基于生物诱导碳酸钙沉淀的土体固化研究进展

Soil cementation technology based on microbially or enzyme induced calcium carbonate precipitation (MICP/EICP) is one of the hot topics in the field of geotechnical and geological engineering in recent years. In this study, a systematic review was performed on this technology, focusing on advances in the cementation mechanisms of MICP/EICP and the influence of soil pore structures, properties of bacterium, urease and cementation solution, and cementation methods on characteristics of calcium carbonate (CaCO₃).

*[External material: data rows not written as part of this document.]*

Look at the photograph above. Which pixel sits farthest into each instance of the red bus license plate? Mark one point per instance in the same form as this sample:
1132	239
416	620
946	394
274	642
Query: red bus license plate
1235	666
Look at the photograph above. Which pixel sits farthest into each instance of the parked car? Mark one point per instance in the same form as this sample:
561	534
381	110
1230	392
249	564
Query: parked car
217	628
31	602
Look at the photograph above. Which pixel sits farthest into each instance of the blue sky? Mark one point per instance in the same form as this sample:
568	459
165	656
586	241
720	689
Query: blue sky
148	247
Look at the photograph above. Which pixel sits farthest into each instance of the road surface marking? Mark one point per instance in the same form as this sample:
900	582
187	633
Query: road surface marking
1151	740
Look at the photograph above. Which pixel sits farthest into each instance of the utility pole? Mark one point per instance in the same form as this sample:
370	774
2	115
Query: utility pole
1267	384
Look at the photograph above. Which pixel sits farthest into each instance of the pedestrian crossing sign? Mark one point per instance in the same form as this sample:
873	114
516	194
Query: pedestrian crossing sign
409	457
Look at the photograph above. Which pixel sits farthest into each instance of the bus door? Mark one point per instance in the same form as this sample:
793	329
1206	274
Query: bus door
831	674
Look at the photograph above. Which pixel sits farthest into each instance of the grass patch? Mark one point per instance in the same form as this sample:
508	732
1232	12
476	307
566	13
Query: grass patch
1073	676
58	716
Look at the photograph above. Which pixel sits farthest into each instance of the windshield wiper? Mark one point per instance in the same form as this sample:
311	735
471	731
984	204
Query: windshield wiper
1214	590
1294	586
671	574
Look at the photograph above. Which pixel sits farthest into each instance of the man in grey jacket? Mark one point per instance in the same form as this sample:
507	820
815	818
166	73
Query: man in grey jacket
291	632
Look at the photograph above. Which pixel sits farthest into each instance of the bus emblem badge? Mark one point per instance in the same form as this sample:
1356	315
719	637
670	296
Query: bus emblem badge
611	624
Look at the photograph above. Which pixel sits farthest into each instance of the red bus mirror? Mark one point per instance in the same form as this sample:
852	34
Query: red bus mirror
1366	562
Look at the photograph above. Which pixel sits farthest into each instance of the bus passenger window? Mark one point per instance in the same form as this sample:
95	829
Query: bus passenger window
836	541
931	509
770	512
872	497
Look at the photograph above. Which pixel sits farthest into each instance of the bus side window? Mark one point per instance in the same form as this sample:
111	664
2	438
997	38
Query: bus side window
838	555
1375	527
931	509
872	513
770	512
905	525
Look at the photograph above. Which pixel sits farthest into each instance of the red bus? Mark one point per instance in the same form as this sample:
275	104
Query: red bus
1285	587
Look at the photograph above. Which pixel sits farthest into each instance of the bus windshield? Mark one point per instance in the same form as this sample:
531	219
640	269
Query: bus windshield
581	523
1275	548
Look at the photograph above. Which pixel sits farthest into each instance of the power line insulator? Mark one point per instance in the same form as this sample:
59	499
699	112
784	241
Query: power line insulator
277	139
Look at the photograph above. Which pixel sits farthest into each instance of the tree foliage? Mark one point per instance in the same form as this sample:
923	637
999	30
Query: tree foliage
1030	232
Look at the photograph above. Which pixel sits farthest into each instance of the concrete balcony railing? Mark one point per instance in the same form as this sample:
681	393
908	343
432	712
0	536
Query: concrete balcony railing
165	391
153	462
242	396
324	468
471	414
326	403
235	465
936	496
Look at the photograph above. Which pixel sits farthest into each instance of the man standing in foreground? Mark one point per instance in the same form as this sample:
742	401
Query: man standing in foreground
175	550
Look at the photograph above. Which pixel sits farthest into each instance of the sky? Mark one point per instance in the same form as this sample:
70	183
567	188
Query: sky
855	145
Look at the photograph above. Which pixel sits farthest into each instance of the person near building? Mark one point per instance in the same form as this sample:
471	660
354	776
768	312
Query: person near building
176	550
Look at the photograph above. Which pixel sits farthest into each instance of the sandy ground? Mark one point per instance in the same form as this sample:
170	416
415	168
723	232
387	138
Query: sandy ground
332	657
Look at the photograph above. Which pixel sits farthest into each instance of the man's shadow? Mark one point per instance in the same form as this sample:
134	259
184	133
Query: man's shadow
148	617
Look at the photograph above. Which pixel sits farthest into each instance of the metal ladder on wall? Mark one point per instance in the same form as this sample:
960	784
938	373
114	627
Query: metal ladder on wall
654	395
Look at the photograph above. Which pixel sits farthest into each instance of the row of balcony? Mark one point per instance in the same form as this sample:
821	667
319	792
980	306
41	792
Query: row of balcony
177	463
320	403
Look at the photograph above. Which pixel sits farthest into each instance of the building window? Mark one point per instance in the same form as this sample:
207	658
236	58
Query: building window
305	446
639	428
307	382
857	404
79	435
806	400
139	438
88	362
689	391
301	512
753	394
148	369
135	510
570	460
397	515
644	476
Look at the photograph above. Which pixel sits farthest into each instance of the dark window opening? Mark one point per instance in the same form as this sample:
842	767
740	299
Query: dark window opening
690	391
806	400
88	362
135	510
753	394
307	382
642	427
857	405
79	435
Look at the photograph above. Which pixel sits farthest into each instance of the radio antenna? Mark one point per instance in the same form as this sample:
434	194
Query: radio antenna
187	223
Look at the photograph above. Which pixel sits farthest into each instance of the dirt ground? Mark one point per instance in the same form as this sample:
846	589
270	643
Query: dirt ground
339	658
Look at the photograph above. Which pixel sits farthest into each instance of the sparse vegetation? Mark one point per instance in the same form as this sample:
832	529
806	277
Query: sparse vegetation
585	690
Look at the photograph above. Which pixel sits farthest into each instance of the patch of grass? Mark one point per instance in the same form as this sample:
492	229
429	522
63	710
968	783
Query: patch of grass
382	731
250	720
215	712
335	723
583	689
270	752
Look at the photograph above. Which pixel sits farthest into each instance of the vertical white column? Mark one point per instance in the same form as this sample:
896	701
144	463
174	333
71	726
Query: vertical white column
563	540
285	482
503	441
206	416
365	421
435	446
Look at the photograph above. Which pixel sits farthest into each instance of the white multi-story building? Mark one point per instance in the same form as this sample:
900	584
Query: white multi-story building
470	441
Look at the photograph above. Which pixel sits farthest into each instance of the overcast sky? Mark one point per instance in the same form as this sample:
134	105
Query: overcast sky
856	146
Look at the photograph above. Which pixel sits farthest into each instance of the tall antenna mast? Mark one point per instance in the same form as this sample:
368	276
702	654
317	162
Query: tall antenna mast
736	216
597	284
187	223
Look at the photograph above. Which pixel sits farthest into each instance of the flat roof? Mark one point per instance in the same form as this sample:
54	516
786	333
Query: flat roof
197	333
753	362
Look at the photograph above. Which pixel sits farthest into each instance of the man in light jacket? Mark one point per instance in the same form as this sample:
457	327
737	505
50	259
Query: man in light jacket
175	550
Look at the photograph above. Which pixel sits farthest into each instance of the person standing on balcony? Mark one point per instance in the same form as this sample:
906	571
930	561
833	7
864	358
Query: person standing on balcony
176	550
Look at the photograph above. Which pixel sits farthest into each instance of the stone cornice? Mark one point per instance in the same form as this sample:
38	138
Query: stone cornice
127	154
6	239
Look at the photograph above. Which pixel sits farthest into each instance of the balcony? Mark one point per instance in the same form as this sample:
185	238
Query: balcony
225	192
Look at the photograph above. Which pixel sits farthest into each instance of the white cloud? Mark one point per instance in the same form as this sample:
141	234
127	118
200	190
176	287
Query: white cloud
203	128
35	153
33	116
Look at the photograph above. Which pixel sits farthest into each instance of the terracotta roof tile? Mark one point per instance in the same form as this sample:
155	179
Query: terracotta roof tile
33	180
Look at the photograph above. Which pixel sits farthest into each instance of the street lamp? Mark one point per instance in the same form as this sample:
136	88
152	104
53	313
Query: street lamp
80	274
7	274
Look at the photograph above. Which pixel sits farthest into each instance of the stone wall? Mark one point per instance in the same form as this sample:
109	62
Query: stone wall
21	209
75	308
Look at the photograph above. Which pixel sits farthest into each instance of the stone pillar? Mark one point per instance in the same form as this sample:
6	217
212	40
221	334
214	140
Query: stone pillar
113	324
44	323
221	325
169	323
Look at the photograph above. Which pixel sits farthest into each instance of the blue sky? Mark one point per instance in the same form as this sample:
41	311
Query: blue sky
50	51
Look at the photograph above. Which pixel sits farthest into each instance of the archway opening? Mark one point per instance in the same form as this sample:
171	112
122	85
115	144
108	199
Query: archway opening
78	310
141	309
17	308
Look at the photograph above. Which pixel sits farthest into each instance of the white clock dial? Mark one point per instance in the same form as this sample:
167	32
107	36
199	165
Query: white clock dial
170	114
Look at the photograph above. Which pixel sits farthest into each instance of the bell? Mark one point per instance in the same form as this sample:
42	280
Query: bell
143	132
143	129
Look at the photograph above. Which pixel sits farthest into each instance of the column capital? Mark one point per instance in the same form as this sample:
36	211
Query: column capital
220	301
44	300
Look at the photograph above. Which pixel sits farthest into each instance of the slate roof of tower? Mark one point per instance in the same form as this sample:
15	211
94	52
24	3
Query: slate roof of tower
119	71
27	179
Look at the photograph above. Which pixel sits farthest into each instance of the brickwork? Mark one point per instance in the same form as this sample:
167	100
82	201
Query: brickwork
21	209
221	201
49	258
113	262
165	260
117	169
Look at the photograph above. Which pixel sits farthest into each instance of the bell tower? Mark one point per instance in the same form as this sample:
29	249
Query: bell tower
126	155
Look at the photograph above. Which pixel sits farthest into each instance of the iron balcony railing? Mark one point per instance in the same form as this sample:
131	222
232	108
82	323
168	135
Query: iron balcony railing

The results indicate that the smaller the soil pores are, the more difficult the infiltration of microorganisms or urease is and the worse the cementation uniformity is. More contact points among soil particles will produce more deposition points for CaCO₃, resulting in stronger bonding and bridging effects and better cementation effects. The generation rate and total amount of CaCO₃ increase as the concentration of bacterium or urease and the activity of urease increase in a certain range. However, too high concentration or activity will induce a too high generation rate of CaCO_3, resulting in clogging near the injection end. The calcium carbonate crystals obtained from low concentration cementation solution are relatively small and evenly distributed in the soil. The use of appropriate grouting saturation can increase the proportion of CaCO₃ with bonding effect. Multilayer alternating injection or one-phase low pH injection can improve the distribution uniformity of CaCO₃ in the sample. Based on influencing factors of CaCO₃ precipitation characteristics, the improvement of cemented soil uniformity, durability verification, and the adaptability and improvement scheme of applying the laboratory test results to the field scale should be the focus points of the future research.